Not only did he achieve these goals but he also has another three years to repair any damaged caused by his rough approach. In his world, the mission was a success. The result of the meetings, whether we like it or not, is that Trump managed to change the game to his advantage. Europe is now talking more about how to accommodate him, a debate has broken out about European financial contributions in NATO, and the anti-ISIS coalition was strengthened.

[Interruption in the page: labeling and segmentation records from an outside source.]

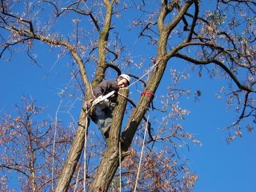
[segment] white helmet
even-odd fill
[[[128,82],[129,82],[129,84],[130,84],[130,82],[131,82],[131,78],[130,77],[129,75],[126,75],[126,74],[121,74],[121,75],[118,76],[118,78],[119,78],[119,77],[122,77],[122,78],[126,79],[127,81],[128,81]]]

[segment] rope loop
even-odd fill
[[[149,97],[151,98],[153,98],[155,96],[155,95],[154,94],[154,93],[152,93],[151,91],[147,90],[146,91],[143,91],[141,93],[141,95],[145,95],[146,97]]]

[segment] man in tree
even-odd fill
[[[93,94],[98,98],[101,95],[115,91],[115,93],[96,105],[91,117],[92,120],[98,125],[103,137],[106,140],[109,137],[109,132],[112,122],[113,113],[117,102],[117,92],[119,88],[124,88],[130,85],[130,78],[123,74],[116,81],[103,81],[93,90]]]

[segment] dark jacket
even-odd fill
[[[115,94],[109,98],[112,102],[115,102],[117,97],[117,92],[119,86],[117,81],[103,81],[93,90],[93,94],[95,97],[100,95],[105,95],[112,91],[115,91]]]

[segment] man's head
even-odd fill
[[[126,87],[130,85],[130,78],[129,75],[122,74],[117,78],[117,85],[120,88]]]

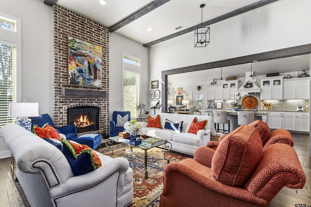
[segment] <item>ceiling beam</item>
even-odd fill
[[[278,0],[261,0],[259,1],[253,3],[251,4],[248,5],[247,6],[245,6],[244,7],[237,9],[236,10],[234,10],[231,12],[229,12],[221,16],[217,17],[212,19],[210,19],[205,22],[203,22],[203,25],[204,25],[205,27],[206,27],[207,26],[215,24],[215,23],[217,23],[221,21],[228,19],[229,18],[236,16],[237,15],[241,15],[241,14],[248,12],[249,11],[255,9],[257,9],[261,6],[265,6],[267,4],[273,3]],[[174,33],[173,34],[170,34],[168,36],[166,36],[166,37],[162,37],[156,40],[151,42],[149,43],[145,44],[143,45],[143,46],[147,48],[152,46],[154,45],[160,43],[160,42],[164,42],[170,39],[178,37],[178,36],[180,36],[183,34],[185,34],[187,33],[194,31],[196,29],[197,27],[197,25],[194,25],[181,31]]]
[[[140,9],[137,11],[126,16],[125,18],[121,20],[119,22],[116,23],[109,27],[109,32],[113,32],[121,28],[124,27],[127,24],[129,24],[138,18],[148,14],[149,12],[152,11],[153,10],[157,8],[159,6],[170,1],[170,0],[155,0],[151,3],[144,6]]]
[[[43,3],[45,4],[48,5],[49,6],[53,6],[56,3],[56,1],[57,0],[44,0]]]

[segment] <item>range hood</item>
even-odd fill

The EU for its part didn’t do so well. European leaders came ready for battle but were ill prepared for Trump’s approach. They do not understand Trump and by enlarge thought that they could outnumber him. A strategy doomed to fail. While the EU does understand distributive confrontational bargaining (e.g. the Council negotiations over the Greek debt), in the end, they come together publicly as a community of shared values. This, of course, will be tested in the months to come as BREXIT negotiations get underway. It’s not what Trump demanded; it’s his public contempt for 70 years of European neo-functionalist institutionalism that infuriates them the most. So we come back to style and not substance.
So what can we learn about the recent US-EU meetings?
1. Most importantly, business-as-usual is a thing of the past. We find ourselves in a period of change and transition. Those who embrace it and dance with it will come out stronger. Both sides will have to listen deeply to each other’ others and seek cooperation in areas where interests overlap.
2. The existing international architecture seems outdated. The EU and the US will need to sit down and take each other’s concerns more seriously on how best institutions can meeting current challenges. This will require the EU to leave its institutionalist comfort zone and the Trump Administration to shore up its commitment to multilateralism.
3. Terrorism is an issue in which there are mutual interests in cooperation. It might be good to set out some rules on intelligence sharing and use the issue as a trust-building exercise.
4. Future meetings need to be better prepared with expectations clarified before leaders meet. Both sides need to do some more homework. The tactics such as power handshakes, eye contact, and other snubs only show poor leadership.
5. POTUS needs to be better prepared. The fact that he was completely unaware of EU institutional arrangements, e.g. that Germany cannot renegotiate trade deals as it is an EU competence, shows unprofessional preparation by the State Department and Trump’s advisors.
6. The EU needs to get its own affairs in order. Its global aspirations are somewhat dampened by its own poor leadership. It must make BREXIT a success, deal with the refugee crisis and should consider reigning in the power of the Commission which is out of touch with modern democratic understanding. All of this must also be done without US assistance.
7. Lastly, the elephant in the room was the role of Russia in the international community. While not present, Russia’s relationship vis-à-vis the US and EU will be important in rebalancing the international community.
Europeans can rest assured that in a real crisis, it can rely on the US. However, the US has signaled that it is going through a difficult social and economic period in its history and that maybe, just maybe, for a while, the US will need the EU not only to carry its own weight but shoulder a little more for a while. Whether that signals the end of American hegemony or only a brief period of US isolationism will depend on how the rest of the world reacts to the current US situation. Either way, the fight to destroy terrorism and other global problem will not go away. Therefore, there will be other opportunities for the US and EU to reset the relationship and hopefully rediscover each other.
As a good friend always says, “it’s about clarity of purpose and quality of relationships”. The US and the EU can use a little of both.